While logs are usually cheaper than pellets, transporting them can prove costly. An ideal way to save money is to buy a full year’s supply of unseasoned logs and let them season over the course of 12 months – providing you have the room to store them.

How much should you pay?

How much you should pay for a biomass boiler will depend on several factors. The price will vary depending on the size, make and level of automation of the boiler you choose. Manually fed log boiler systems will be cheaper than automatically fed pellet boilers.

Small manually fed log boiler£4,000 to £7,000 *
Large manually fed log boiler£7,000 to £10,000 *
Small automatically fed pellet boiler£9,000 to £16,000 *
Large automatically fed pellet boiler£15,000 to £21,000 *

The above figures can be used as a guide for estimated costs of biomass boilers. For more information, including installation costs, it is recommended that you talk to a qualified HIES installer.

Government Incentive eligibility

Renewable Heat Incentive (RHI)

If you install a biomass boiler, you may be eligible to receive quarterly cash payments over seven years under the UK Government’s domestic Renewable Heat Incentive (RHI) scheme.

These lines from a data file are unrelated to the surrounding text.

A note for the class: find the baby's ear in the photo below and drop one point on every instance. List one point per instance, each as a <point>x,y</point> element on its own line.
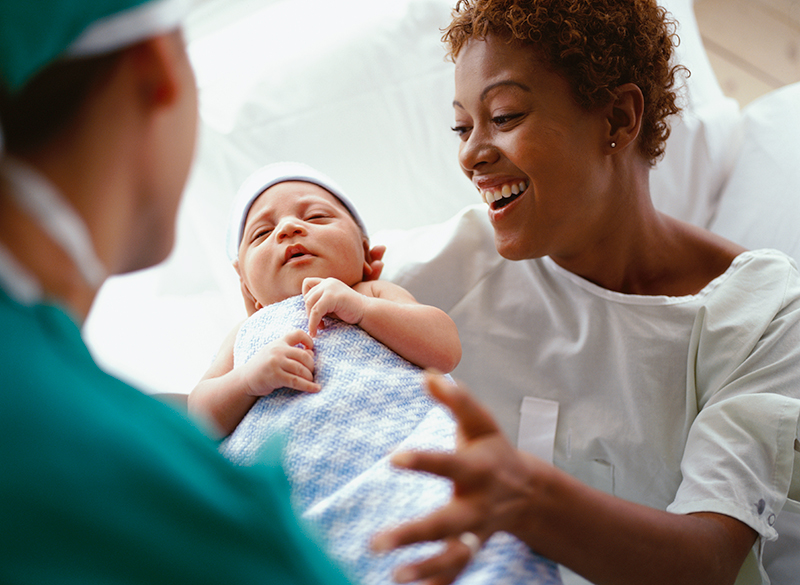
<point>251,305</point>
<point>373,261</point>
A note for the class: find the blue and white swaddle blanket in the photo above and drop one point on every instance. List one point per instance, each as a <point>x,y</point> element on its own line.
<point>337,444</point>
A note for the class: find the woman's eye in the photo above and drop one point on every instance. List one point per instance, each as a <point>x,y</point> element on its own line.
<point>504,119</point>
<point>461,131</point>
<point>262,233</point>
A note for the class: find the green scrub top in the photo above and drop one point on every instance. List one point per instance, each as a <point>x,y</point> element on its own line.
<point>100,483</point>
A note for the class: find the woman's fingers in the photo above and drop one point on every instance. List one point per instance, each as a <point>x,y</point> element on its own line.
<point>473,419</point>
<point>449,520</point>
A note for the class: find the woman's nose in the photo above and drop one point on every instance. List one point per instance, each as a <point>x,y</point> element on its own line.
<point>476,151</point>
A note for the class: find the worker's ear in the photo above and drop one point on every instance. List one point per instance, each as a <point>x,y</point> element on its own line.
<point>154,63</point>
<point>624,116</point>
<point>251,305</point>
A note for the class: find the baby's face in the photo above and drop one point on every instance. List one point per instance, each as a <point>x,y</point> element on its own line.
<point>295,230</point>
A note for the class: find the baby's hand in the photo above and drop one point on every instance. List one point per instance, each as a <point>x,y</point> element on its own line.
<point>282,364</point>
<point>330,296</point>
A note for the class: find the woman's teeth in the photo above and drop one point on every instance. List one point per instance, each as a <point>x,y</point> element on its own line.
<point>506,191</point>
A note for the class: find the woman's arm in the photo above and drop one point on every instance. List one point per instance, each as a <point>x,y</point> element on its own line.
<point>422,334</point>
<point>225,394</point>
<point>603,538</point>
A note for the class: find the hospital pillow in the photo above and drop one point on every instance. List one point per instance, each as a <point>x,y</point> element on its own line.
<point>760,204</point>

The first of its kind in the world, the RHI scheme was set up to encourage the installation of renewable heat technologies.

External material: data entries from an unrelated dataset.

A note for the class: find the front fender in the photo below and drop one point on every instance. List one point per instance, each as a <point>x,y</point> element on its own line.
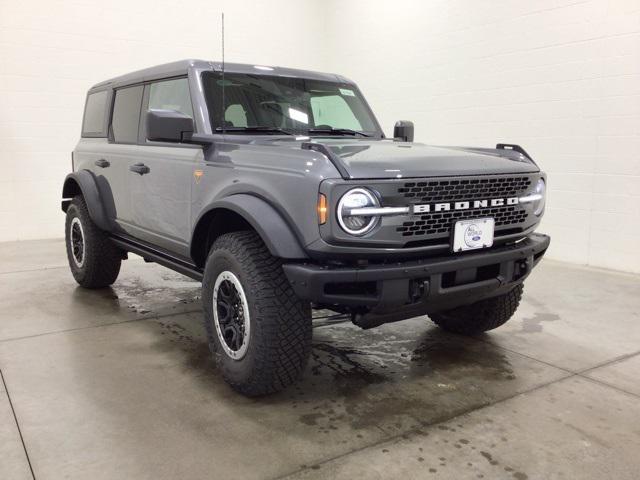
<point>85,182</point>
<point>277,235</point>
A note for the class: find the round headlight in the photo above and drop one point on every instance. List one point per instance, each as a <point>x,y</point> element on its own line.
<point>354,199</point>
<point>541,190</point>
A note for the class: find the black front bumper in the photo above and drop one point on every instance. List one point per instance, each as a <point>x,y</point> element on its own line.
<point>405,289</point>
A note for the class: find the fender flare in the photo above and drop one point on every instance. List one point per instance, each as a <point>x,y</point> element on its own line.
<point>89,189</point>
<point>276,233</point>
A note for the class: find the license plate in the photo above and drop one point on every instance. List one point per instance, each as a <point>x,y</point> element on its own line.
<point>473,234</point>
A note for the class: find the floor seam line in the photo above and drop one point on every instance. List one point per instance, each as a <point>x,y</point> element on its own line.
<point>416,430</point>
<point>15,418</point>
<point>613,361</point>
<point>605,384</point>
<point>544,362</point>
<point>156,317</point>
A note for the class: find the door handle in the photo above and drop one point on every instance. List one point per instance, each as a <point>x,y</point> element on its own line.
<point>140,168</point>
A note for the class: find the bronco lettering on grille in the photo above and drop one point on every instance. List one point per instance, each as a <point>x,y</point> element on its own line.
<point>447,206</point>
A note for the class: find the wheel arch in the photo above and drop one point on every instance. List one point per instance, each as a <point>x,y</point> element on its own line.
<point>83,183</point>
<point>244,212</point>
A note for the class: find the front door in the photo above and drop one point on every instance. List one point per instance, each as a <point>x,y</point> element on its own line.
<point>161,178</point>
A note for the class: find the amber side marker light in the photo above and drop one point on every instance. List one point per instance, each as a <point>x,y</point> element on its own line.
<point>322,209</point>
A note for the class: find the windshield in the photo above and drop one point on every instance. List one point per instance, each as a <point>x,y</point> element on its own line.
<point>264,104</point>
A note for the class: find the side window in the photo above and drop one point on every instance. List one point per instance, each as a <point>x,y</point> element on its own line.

Please note, the DRHI is now closed to new applications.

Boiler Upgrade Scheme

Recently, Government has announced plans for a new initiative known as the Boiler Upgrade Scheme which looks to reduce the cost of low carbon heating technologies, such as biomass boilers, so that they are more affordable for consumers to buy and run. As part of the Scheme, a £5,000 grant will be available for biomass boilers for those who meet the eligibility requirements. Find out more here.

What size of boiler do you need?

The size of boiler required for your particular property will be dependent on how well it is insulated, the draught proofing of the building, the lowest external temperature for the region and how you intend to use it. A qualified heating engineer will be able to calculate the size of the boiler needed.

A useful method to use in order to make an initial size estimate for your boiler is to calculate the volume to be heated (in cubic metres) and divide it by 34 (for a reasonably well-insulated house) and this should tell you your boiler size output (in kW).

Finding a reputable biomass heating company

To get a quote from a reputable company click below to search for your nearest HIES member.

Find your nearest HIES member

On-going maintenance

Biomass boilers require on-going maintenance in order for them to function efficiently.

  • Although ash quantities are usually low, biomass boilers and stoves will still need to be swept on a regular basis to remove the ash and keep them clean. The ash bin will need to be emptied about once a week.
  • Some boilers benefit from a self-cleaning system, collecting ash from the heat exchanger tubes and combustion grate. However, if this isn’t the case then it will be necessary to shut down the boiler on occasions to perform this by hand. If this isn’t done then the ash can build up and affect combustion conditions. This could lead to the boiler failing and shutting down.
  • The only other maintenance requirement will be an annual check. In the case of a wood burning stove or boiler, it’s important that the chimney and flue pipe are swept on a regular basis in order to get rid of soot deposits and avoid blockages.

Biomass maintenance standard

Well maintained boilers and stoves operate more efficiently, which can reduce costs and improve the lifespan of the installation. Regular maintenance also has a significant impact on reducing emissions.

The Microgeneration Certification Scheme (MCS) is the leading standards and quality assurance organisation in the UK for small scale renewable heating installations. To be eligible for Government incentive schemes, such as the Renewable Heat Incentive (RHI) or Boiler Upgrade Scheme, installers must be MCS certified. MCS has created a maintenance standard that is designed to reduce particulates and contribute to the efficient running of the biomass system. Although it is not mandatory to follow this standard for the Domestic RHI, it is good practice. We recommend that your engineer follows this standard when maintaining your biomass system.